This week’s artwork is “Piety and Supplication, With Fishes, Sharks and Letting Agents” by Julian Cloran.
Katie Anne Dour’s, Tiny Family Snow Globe
by Dan A. Cardoza
She’s conflicted. If she insists the lights off, will that be seen as a compromise? Katie won’t be punished for sleeping in layers of sweat-soaked bedclothes and blankets. Mother is aware she’s not a sweet Vidalia onion. Sure she’s upset about school grades and fighting. They call her Sour Lemon Dour. But, that’s not the reason. Katie will be punished for making it snow all night. Mother says, “How dare you expect a perfect summer with all that white noise?” There’s not a vengeful bone in her body. There are none. Katie Dour is a delicate, porcelain dolly.
Sunflowers
by Calvin Yorick
The gray beast is gnarled all over like dead bark. It sits in the sky over moonlit ruins and the tattered masts of shipwrecks. It sings. Branchlike limbs swings concentrically in a silent dance, and a great, tangled head quivers in a gentle orbit away from the rising moon, humming softly. Electrically. We fall to fatigue; this ghastly birdsong bids us to sleep. And in dreams overgrown with sunflowers we wake to the firelit shores of an empty city, waiting eternally for morning and the inevitable nightmare which follows.
Mr. McKonkie
by David Henson
A tattoo battleship plowed the gray on his chest. He hoisted an anchor on each arm. An eagle stretched from wing to wing of his shoulders.
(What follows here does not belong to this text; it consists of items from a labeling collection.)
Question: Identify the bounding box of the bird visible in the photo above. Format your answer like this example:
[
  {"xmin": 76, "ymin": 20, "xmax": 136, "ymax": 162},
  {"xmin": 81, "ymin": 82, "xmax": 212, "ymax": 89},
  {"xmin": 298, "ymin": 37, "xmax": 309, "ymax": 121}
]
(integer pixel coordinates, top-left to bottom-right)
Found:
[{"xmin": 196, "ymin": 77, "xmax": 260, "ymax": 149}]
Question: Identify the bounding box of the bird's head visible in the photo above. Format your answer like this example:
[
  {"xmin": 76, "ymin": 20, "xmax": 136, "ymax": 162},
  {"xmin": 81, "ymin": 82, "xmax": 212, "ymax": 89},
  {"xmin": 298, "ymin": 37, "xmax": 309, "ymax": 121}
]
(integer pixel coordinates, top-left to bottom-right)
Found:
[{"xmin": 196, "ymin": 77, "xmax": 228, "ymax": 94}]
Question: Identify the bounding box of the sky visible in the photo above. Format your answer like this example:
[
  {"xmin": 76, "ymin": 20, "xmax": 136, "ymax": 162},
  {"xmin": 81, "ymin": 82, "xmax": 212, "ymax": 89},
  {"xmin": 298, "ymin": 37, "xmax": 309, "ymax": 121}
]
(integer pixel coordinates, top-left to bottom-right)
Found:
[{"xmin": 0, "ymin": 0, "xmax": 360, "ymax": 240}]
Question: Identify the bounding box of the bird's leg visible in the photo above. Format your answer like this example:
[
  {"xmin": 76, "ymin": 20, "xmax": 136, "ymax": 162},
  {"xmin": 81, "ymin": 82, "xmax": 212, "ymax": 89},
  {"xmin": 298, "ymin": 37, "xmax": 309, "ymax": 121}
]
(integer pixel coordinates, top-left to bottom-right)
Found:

One day we found a blacksnake. He grabbed a hoe, and we chose between watching the body flop in the grass or his cat eating the head in his lap.
After his wife died, he spent every evening in an old caned chair, told us he let the stars fly out of his eyes to their places.
That last night he surprised us when he laid back his head and flew out with them.
Overdramatic
by Abigail Skinner
She laughed.
I stood there, feeling the crisp breeze prick against my open and exposed heart. And she laughed.
“Right,” I said. I snapped my ribs back into place and tugged at the muscle. Slipped back into my skin. “Heh, you’re right.” Covered now, but not enough. The wind still cut through. I threw on a shirt.
She chuckled. I kept adding layer after layer. A sweater. A flannel. A hoodie. A coat. Finally, a windbreaker. Too late. The wind was already inside me, the chill deep to my bones.
She sobered. “Wait, were you serious?”
I laughed.
Gone for a Song
by Simon Barron
From his lofty banyan perch, a honey-creeper struck up in joy and expectation, for the time was ripe. Notes fell like diamonds sprinkled on the air. Swelling, he pushed the gallant question further.
The island, bounded by sullen seas, gave no like return. Yet there was life enough, with furtive cats and sportive rats and braying goats in pens.
Another interloper – a solitary ecologist – sat on a log-pile near the banyan and wept to hear the exquisite song fall about her. She knew what the honey-creeper couldn’t.
He sang all day, and never so well.
Frozen Here
by Roger Haydon
From the other side of the ornate doorway, I thought I saw a house with open shutters, lights on and smoke curling from chimneys. I heard voices, saw figures talking and laughing, saw a manicured garden, neat lawns and bright flowers and children playing. And then, eagerly, I stepped through.
Now, standing in a shell of scarred walls pierced by empty windows and vacant corridors, the fine rain turns the rubble to mud and tears sting my cheeks. I can see sunlight on the other side but don’t know if I can go back or if I should even try.